そして、この順位を逆転させるには、教育という人間の育成作業から、突破口を開く以外にないと訴えた。
 また、教育は、「未来への対応」であり、伸一自身、それを人生の最終事業と決め、世界の各大学を訪問して対話を重ね、教育の在り方を探究してきたことを述べた。
そのなかで、パリ大学ソルボンヌ校を訪問した折、アルフォンス・デュプロン総長が、教育にとって何よりも大事なのは、よく聞くことであると語っていたことを紹介した。

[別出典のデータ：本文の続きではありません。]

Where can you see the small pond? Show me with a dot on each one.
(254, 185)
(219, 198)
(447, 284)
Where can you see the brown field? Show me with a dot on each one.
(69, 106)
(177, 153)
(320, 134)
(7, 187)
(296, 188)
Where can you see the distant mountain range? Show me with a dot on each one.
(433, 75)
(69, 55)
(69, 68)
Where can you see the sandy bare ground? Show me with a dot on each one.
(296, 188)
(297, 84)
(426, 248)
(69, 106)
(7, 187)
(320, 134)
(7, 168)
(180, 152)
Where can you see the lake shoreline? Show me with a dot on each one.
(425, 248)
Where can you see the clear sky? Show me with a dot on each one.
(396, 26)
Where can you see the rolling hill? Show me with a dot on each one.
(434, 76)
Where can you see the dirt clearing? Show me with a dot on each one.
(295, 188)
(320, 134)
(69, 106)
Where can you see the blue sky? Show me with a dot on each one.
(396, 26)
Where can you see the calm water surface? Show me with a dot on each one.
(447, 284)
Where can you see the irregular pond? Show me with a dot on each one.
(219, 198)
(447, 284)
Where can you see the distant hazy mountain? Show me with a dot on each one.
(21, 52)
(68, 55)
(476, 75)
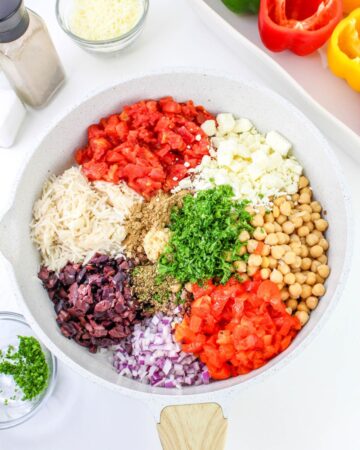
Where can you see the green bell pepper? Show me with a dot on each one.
(243, 6)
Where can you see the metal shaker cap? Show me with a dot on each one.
(14, 20)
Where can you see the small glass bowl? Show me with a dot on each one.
(15, 412)
(64, 10)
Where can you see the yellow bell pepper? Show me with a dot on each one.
(344, 50)
(350, 5)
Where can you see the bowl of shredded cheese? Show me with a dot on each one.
(103, 26)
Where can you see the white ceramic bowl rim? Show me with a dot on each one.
(7, 315)
(216, 393)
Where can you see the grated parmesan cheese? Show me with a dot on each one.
(257, 167)
(73, 219)
(98, 20)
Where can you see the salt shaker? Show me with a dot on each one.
(27, 54)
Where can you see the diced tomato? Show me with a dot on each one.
(161, 134)
(237, 327)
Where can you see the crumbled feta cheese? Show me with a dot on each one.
(255, 166)
(278, 143)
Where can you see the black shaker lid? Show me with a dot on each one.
(14, 20)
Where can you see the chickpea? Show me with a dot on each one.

 パリ大学は、ド・ゴール政権を揺さぶることになる、一九六八年(昭和四十三年)の「五月革命」の発火点となった大学である。それだけに、総長の言葉には重みがあった。
 伸一は、講演を続けた。
 「ここでいうよく聞くこととは、学生のなかにあるものを引き出していくという意味でもあります。つまり、言葉による表現から、その奥にある精神の心音を、よく聞いていくということです。
今ほど、それが、教育界に必要な時はないと、私は申し上げたい」
 ――「われわれに舌はひとつだが耳は二つ与えてくれた。話すことの二倍、聞くためだ」(注)とは、古代ギリシャの哲学者で、ストア派哲学の祖ゼノンの箴言である。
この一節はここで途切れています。